Malgré un nom très Québécois, Annie Proulx est bel et bien une Américaine, qui a par contre des origines québécoises. Elle a même fait une partie de ses études à Montréal et à l'instar de Jack Kerouac, elle semble attachée à ses racines. Habituée des prix littéraires américains, et non les moindres comme le National Book award (le plus prestigieux) et le Pulitzer. C'est la première fois que je lisais un de ses livres et elle est une incontournable pour qui s'intéresse à la littérature américaine. Notamment, elle est un des auteurs préférés de Stephen King et bien d'autres.

D'entrée de jeu, je pourrais la comparer à Philip Roth et Cormac McCarthy. Je crois qu'elle est un croisement entre les deux et ce roman est éloquent à ce sujet. Elle a une plume très recherchée, un peu comme McCarthy et elle aussi fait dans la littérature des grands territoires, de la campagne. Et dans une moindre mesure, on pourrait dire qu'elle retire de Roth les portraits qu'elle trace de ses personnages, la forme qu'elle emploie. Elle retrace leur origine un peu à la manière du grand Philip Roth.
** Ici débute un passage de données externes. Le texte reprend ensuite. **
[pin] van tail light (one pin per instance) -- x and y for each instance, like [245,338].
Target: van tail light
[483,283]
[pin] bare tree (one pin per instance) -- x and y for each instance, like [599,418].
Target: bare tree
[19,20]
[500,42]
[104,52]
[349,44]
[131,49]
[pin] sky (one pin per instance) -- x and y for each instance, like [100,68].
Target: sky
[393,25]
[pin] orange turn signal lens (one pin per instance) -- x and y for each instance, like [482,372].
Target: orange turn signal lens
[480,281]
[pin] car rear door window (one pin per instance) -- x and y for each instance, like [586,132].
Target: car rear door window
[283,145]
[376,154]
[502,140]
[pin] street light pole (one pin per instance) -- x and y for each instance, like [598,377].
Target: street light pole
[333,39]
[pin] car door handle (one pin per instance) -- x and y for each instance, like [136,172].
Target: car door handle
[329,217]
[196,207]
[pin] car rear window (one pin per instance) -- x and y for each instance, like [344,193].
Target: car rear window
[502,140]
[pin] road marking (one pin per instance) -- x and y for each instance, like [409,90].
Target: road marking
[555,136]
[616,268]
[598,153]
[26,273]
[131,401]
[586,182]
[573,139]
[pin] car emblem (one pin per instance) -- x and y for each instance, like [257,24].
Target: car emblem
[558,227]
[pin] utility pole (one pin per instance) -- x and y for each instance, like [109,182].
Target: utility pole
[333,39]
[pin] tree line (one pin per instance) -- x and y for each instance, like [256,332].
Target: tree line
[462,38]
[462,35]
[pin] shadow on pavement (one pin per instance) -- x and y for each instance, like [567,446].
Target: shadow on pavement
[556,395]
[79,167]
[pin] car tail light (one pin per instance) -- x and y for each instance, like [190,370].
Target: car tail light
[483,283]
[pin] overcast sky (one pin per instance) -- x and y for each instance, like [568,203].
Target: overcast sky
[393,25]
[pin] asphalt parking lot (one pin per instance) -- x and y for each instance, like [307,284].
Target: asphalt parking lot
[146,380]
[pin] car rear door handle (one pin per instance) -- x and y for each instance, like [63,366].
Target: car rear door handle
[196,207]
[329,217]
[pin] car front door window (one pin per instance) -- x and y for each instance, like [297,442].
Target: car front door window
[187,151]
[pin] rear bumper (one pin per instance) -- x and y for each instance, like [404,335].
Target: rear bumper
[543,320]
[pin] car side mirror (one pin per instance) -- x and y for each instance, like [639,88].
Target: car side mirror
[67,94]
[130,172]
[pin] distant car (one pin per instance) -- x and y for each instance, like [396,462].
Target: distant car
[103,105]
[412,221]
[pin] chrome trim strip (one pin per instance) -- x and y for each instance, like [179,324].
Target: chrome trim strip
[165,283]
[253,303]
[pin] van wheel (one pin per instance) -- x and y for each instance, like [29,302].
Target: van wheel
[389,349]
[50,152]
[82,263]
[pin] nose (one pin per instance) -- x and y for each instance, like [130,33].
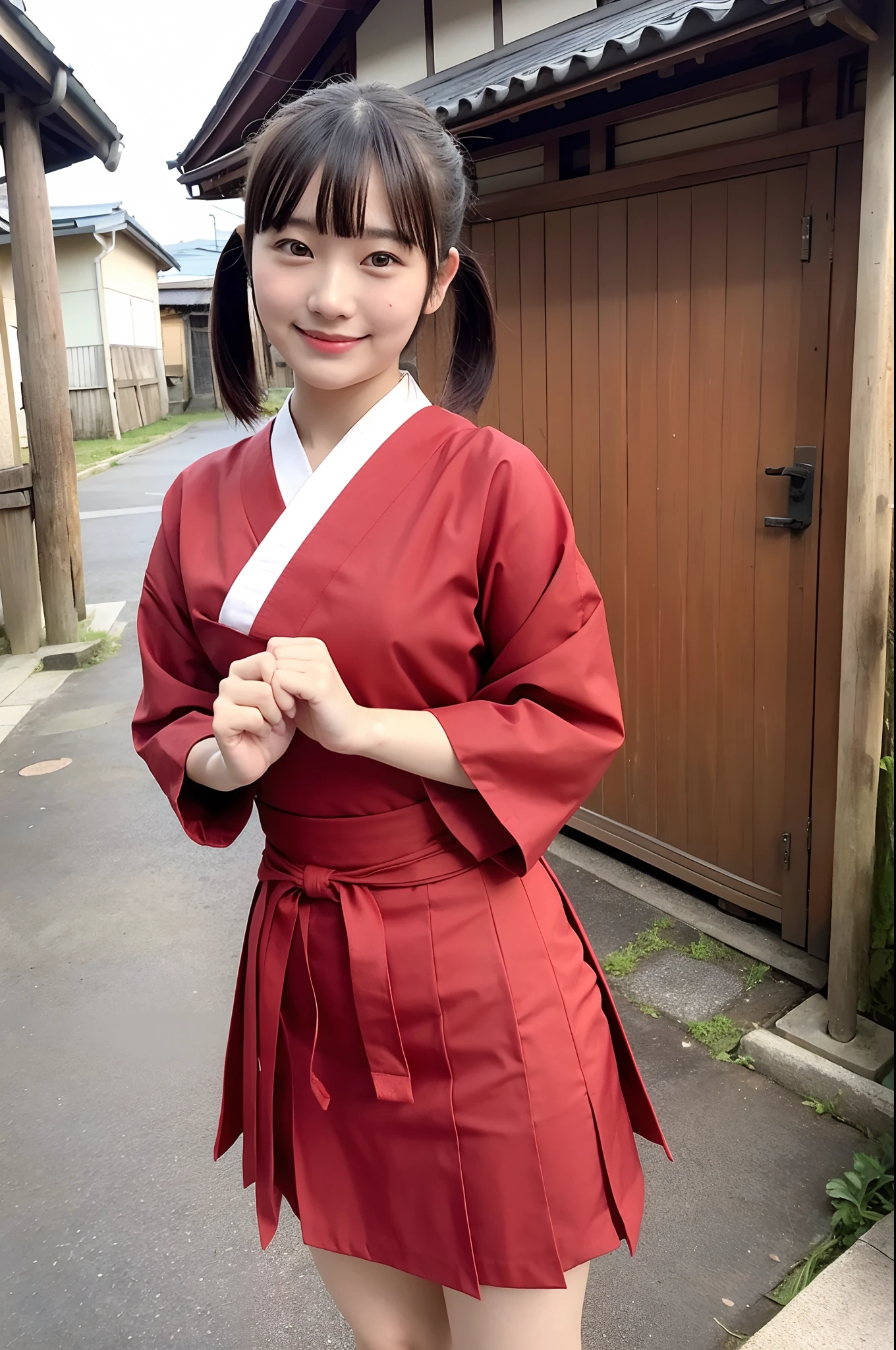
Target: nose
[331,297]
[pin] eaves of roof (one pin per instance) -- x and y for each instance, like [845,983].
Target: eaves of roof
[77,129]
[101,220]
[291,37]
[620,36]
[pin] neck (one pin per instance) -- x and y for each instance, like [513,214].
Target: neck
[323,416]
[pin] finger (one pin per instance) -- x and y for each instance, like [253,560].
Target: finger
[308,685]
[294,645]
[246,693]
[258,667]
[234,721]
[285,701]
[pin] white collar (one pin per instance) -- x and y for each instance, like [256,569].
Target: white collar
[308,496]
[291,459]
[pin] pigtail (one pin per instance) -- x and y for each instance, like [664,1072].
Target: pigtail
[472,357]
[231,335]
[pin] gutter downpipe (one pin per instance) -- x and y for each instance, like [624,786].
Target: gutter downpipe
[107,351]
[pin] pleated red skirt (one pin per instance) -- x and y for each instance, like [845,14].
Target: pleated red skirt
[426,1061]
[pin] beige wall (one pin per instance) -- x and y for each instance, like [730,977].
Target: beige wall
[13,341]
[522,18]
[461,30]
[131,296]
[173,341]
[392,44]
[76,258]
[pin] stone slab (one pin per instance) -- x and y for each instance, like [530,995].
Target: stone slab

Ensuite, à la lecture de ce roman, on pourrait dire que cela paraît qu'elle est une habituée des nouvelles littéraires. Les chapitres dans ce roman sont bien tranchés (presque écrits en "scènes" comme les classiques), et souvent, on a droit à des histoires différentes même si la toile de fond reste la même, avec Bob Dollar comme fil conducteur.

Et pour l'histoire en tant que telle, "Un as dans la manche" m'a rappelé "Les âmes mortes" de Gogol. Un étranger débarque dans une région pour trahir à peu près tout le monde. Sauf que celui de Gogol était beaucoup plus intéressant. Le personnage principal était une sorte de métaphore du diable. Ici, Bob Dollar (quel nom ringard en passant) est quelque peu idiot et le récit de Proulx est amené avec tellement de subtilité qu'on se demande où elle veut bien nous conduire. Elle cherche à traiter plusieurs thèmes sans en approfondir un seul. Par exemple, une critique du capitalisme s'en dégage mais sans réelle conviction, de même que sa prise de position en faveur des régions, du grand territoire.

Pour terminer, voici un roman bien écrit mais sans intérêt. L'histoire est souvent boiteuse, les personnages inintéressants et l'intrigue peine à prendre sa place. Il y a même un léger soupçon de thriller mais il est tellement effacé qu'on le remarque à peine (vers la fin). Par contre, le style de l'auteure est solide et la prose est fluide, ce qui n'en fait pas une lecture déplaisante.